Osteoporosis in men with prostate carcinoma receiving androgen-deprivation therapy - Recommendations for diagnosis and therapies

BACKGROUND. Androgen-deprivation therapy (ADT) is prescribed with increasing frequency for men with prostate carcinoma. There is growing concern about the effects of such therapy on the skeleton. In the current review, the authors addressed the current research, diagnostic methods, and treatment recommendations for bone loss and osteoporosis in men with prostate carcinoma who received ADT. METHODS. Data were obtained from electronic literature searches (for the years 1986 through 2002) and from abstracts and meeting proceedings. All randomized and nonrandomized clinical trials, retrospective studies, and cross-sectional studies of osteoporosis in men with prostate carcinoma who received ADT with or without other therapies were reviewed. RESULTS. The findings confirmed that ADT resulted in significant bone loss in men with prostate carcinoma. Bone mineral density (BMD) of the hip, as measured by dual-energy X-ray absorptiometry (DXA), is considered the preferred site of assessment in older men.

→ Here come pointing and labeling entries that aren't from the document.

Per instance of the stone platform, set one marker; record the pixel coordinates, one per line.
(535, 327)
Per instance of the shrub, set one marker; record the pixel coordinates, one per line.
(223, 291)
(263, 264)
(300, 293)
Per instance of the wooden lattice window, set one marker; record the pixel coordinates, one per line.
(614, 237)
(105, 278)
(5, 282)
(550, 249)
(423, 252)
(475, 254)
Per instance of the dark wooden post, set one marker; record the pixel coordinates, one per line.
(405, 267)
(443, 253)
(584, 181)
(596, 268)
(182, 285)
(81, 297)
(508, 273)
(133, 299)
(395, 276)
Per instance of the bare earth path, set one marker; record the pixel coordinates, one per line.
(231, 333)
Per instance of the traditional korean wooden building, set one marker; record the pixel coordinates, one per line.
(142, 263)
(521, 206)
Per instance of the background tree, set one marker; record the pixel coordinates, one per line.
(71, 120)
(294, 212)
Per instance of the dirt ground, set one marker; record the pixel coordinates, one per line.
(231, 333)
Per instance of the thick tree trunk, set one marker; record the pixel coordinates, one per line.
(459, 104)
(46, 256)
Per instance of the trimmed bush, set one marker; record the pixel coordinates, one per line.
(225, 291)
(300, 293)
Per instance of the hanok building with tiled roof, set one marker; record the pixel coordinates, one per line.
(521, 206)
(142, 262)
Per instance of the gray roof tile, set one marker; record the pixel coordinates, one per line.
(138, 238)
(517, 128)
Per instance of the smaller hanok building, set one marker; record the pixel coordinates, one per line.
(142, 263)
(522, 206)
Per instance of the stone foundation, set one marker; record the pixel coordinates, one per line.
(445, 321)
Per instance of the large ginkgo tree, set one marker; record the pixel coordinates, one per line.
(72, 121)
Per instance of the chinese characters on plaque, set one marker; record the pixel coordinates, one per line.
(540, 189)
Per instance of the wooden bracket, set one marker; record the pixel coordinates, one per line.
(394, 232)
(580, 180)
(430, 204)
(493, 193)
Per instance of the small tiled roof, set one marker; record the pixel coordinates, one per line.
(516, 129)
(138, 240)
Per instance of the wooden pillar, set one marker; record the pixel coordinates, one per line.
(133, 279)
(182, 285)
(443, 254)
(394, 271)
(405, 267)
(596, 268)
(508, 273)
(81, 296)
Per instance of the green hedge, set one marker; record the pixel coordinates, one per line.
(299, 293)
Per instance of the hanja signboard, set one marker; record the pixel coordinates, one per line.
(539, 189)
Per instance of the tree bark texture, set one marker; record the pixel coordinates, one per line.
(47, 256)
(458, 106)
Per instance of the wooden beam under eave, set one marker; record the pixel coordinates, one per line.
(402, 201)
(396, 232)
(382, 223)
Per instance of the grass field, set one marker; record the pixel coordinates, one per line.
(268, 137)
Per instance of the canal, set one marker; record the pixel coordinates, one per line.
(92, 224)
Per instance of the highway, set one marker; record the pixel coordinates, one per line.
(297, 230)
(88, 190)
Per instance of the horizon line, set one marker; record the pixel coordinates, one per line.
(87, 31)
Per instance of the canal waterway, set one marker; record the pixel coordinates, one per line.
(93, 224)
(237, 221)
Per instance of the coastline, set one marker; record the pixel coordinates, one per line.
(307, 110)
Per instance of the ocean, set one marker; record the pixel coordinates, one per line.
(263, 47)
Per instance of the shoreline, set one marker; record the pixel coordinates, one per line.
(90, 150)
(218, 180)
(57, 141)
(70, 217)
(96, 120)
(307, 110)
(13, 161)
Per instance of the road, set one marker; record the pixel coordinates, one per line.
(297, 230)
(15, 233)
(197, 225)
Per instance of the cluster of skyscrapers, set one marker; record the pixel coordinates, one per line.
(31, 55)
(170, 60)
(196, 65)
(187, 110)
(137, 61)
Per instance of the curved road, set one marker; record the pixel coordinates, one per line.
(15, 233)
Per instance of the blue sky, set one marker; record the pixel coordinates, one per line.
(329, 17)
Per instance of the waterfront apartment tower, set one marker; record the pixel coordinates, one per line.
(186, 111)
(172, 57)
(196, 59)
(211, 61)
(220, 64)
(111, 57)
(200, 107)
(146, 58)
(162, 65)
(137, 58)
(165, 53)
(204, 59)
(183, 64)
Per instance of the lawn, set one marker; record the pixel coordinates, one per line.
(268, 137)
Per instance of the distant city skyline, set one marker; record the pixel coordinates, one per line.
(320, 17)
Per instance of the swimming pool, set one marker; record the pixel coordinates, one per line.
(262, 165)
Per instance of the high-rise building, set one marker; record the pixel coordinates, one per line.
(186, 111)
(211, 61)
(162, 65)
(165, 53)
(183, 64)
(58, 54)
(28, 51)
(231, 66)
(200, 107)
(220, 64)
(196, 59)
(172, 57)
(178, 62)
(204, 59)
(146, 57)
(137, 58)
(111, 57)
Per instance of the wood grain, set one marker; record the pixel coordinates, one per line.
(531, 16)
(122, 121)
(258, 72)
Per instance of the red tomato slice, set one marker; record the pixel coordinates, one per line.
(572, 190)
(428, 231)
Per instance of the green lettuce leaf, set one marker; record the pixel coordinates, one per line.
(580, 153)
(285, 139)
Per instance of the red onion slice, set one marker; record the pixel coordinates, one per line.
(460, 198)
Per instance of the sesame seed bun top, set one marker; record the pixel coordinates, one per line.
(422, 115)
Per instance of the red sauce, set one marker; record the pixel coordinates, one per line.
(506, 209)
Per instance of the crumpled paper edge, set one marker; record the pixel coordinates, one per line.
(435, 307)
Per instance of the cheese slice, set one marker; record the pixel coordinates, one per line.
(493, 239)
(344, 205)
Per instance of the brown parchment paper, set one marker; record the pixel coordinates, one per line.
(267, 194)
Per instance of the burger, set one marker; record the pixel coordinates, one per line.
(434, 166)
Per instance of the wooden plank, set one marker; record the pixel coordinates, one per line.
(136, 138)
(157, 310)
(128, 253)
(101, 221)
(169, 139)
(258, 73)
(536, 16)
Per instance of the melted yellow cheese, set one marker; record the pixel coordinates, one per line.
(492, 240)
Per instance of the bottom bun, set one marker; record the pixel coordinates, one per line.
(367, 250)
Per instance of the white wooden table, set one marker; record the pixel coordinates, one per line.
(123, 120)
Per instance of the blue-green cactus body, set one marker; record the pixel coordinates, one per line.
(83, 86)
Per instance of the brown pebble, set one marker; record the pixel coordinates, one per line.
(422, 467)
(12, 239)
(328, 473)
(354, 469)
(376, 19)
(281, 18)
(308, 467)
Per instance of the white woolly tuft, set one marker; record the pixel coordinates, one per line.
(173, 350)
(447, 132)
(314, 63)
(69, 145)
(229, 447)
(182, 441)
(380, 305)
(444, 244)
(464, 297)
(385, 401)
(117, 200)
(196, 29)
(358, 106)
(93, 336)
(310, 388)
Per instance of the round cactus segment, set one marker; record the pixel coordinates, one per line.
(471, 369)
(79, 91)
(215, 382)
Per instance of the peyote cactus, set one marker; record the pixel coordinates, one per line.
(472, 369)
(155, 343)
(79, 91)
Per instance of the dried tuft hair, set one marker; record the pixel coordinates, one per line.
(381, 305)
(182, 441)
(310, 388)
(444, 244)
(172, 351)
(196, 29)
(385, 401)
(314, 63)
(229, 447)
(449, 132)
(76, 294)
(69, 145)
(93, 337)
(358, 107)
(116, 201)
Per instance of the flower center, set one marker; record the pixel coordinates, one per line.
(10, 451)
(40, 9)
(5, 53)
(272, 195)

Spinal BMD is equally important, although careful interpretation of spinal DXA values is required, because of coexisting facet joint disease and extravertebral calcification. Osteoporosis is diagnosed when BMD is > 2.5 standard deviations below a reference mean. Men with prostate carcinoma who were treated with ADT had average BMD measurements below those of eugonadal men. Rates of bone loss ranged from 2% to 8% in the lumbar spine and from 1.8% to 6.5% in the femoral neck during the initial 12 months of continuous ADT. Retrospective data indicated an increased risk of fracture in men with prostate carcinoma who were treated with ADT. CONCLUSIONS. For men with prostate carcinoma who are at high risk for osteoporosis and fractures, clinical management should be dictated by the results of radiographic and DXA skeletal assessment. (C) 2004 American Cancer Society.